I met the rest of the group I will be spending the next week with. We are a small group from various parts of Canada. Well, not really, just two parts of Canada: Upper Canada and Nova Scotia. We are in Northern Ireland to attend a workshop at the Corrymeela Peace and Reconciliation Centre, but more on that another day.
We headed out for dinner at Robinson’s Pub, which was a treat. Good dinner and good beer. After which, we headed to the Crown Bar for a quick peek. There is an interesting story about the Crown Bar: there was a great debate as to decor between a loyalist and a republican. From what I gather, the republican conceded to have a crown decorate the pub……on the floor at the entrance, so patrons walked on it while entering the establishment. Whether this is true, I cannot tell, but it makes for a great story. It is situated across the street from the Europa Hotel which was the target for many bombing and shootings during the Troubles. Hard to believe when you walk into the lavish foyer. A bit surreal, actually.

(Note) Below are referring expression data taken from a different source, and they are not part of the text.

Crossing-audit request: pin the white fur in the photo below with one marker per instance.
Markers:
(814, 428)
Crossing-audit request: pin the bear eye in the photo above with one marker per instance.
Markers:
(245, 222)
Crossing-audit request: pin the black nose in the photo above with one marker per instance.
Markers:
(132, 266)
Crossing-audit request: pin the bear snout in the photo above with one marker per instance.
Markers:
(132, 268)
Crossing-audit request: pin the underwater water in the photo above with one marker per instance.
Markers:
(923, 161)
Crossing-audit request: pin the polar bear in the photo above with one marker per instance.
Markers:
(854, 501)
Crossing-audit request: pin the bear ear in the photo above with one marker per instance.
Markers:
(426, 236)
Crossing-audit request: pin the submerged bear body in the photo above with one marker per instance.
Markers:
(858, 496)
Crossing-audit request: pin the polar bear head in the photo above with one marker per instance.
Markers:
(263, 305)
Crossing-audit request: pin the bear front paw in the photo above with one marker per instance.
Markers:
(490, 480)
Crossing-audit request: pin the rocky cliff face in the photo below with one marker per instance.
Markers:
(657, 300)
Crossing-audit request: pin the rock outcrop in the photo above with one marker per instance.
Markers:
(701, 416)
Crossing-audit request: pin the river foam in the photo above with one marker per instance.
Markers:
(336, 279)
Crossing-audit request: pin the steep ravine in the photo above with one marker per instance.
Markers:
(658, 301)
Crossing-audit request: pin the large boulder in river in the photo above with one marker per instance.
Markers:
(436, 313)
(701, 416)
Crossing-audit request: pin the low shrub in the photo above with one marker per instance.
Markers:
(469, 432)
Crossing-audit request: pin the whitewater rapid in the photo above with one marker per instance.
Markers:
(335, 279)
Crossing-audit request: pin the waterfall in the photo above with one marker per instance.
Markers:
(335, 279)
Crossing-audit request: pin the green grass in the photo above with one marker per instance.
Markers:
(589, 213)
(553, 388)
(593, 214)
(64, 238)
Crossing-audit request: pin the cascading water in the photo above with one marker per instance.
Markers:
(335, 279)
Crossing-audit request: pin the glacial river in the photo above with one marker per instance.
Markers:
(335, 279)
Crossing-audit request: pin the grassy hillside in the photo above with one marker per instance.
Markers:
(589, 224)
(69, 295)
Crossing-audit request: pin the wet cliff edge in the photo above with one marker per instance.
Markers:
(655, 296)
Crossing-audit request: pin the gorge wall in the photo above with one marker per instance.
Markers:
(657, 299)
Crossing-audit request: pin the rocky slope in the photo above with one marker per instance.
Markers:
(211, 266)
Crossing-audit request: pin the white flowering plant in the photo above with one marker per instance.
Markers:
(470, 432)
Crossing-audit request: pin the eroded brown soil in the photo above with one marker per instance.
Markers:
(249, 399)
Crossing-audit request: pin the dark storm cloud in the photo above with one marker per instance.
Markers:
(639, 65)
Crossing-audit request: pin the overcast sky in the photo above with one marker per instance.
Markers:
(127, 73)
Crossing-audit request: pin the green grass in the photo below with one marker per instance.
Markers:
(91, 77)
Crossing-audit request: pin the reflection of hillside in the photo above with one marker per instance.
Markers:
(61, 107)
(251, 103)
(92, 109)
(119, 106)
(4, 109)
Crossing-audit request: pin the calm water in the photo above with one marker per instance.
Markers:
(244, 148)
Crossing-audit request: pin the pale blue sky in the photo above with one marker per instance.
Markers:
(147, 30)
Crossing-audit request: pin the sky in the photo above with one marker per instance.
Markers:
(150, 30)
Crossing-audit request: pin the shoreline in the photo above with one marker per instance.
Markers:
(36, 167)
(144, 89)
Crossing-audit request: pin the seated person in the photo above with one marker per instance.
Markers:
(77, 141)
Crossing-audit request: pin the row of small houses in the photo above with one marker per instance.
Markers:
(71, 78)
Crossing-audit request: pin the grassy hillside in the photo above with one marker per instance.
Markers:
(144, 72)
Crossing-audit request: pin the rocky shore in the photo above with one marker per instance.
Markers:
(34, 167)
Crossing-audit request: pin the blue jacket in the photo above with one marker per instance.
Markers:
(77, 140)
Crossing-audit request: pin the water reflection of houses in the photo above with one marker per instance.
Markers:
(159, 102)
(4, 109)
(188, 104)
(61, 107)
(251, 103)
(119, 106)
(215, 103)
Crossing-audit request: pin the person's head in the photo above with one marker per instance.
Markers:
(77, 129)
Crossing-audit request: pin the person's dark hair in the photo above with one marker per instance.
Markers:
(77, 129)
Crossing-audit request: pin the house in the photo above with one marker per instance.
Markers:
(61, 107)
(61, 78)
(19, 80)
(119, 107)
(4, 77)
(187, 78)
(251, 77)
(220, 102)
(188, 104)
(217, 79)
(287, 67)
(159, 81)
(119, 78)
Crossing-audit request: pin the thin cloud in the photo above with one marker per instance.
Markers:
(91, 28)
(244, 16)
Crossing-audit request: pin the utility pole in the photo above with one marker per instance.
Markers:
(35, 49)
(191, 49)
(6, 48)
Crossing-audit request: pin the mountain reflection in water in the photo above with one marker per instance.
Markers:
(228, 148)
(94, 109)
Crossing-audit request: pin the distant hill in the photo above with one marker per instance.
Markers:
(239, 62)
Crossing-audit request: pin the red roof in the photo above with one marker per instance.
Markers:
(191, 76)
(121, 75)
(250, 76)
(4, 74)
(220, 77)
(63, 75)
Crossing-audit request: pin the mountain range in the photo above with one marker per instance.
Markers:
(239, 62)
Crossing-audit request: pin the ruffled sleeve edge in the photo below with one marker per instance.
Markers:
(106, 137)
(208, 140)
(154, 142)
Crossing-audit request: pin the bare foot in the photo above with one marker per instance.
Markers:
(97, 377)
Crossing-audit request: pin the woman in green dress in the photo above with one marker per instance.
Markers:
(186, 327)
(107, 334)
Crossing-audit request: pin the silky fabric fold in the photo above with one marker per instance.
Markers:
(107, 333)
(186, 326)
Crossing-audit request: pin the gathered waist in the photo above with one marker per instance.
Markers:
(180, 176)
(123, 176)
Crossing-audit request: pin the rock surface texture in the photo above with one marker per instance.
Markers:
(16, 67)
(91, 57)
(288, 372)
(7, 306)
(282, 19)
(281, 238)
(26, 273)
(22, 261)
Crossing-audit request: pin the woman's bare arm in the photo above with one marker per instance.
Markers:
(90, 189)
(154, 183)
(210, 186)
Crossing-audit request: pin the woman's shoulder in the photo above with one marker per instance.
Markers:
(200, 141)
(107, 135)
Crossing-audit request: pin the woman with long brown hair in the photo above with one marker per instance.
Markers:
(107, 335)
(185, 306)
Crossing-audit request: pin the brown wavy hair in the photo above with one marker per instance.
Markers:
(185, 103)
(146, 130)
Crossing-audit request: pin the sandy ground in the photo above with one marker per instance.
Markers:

Today we visited the Ulster Museum, which is home to an interesting exhibit on the Troubles and walks you through the history of the conflict and the humanity of the conflict. A delicate task in a city that is still divided. I also made a point of wandering through Queen’s University of Belfast, as a proud alumnus of a different Queen’s University, I somehow felt a kinship. Though, my Queen’s is older.
In the afternoon, we hopped on the hop on/hop off bus and got a pretty decent overview of the layout of the city. We saw the Titanic Quarter, the home of the original drafting offices of the White Star Lines, where Titanic was conceived, designed and built. The Titanic Museum sits at the end of Slip 3 where Titanic was launched. I am going to try to get into to see the exhibit next weekend before heading back to Dublin. Part of the tour takes you past the peace wall, a 40 foot cement and wire fence that separates the Catholic community from the Protestant community. Gates are locked daily and there is a clear divide in the neighbourhood. Jarring, to say the least. We also saw a smattering of the murals on both sides of the wall that tell the story of the Troubles and fallen comrades. As murals fade or are replaced, they increasingly tell the story of a peaceful Northern Ireland and a shared history. Northern Ireland is home to a complex and bloody history. I certainly don’t know or understand all the nuances of the conflict or the complicated history, but I hope to be able to chip away at it over the next week at Corrymeela.
We headed to Kelly’s Cellars, one of the oldest pubs in Belfast, for a bit of a break. Not just from our busy day, but from the sun! Come on?! Too much sun in Belfast?! Not possible, you say. I promise you, I am sunburned. Like a lobster. Guinness was enjoyed along with slanted floors, unbelievably low arched ceilings and quite possibly the smallest toilet stall ever. So, with any luck, tomorrow bring more sun and bigger stalls.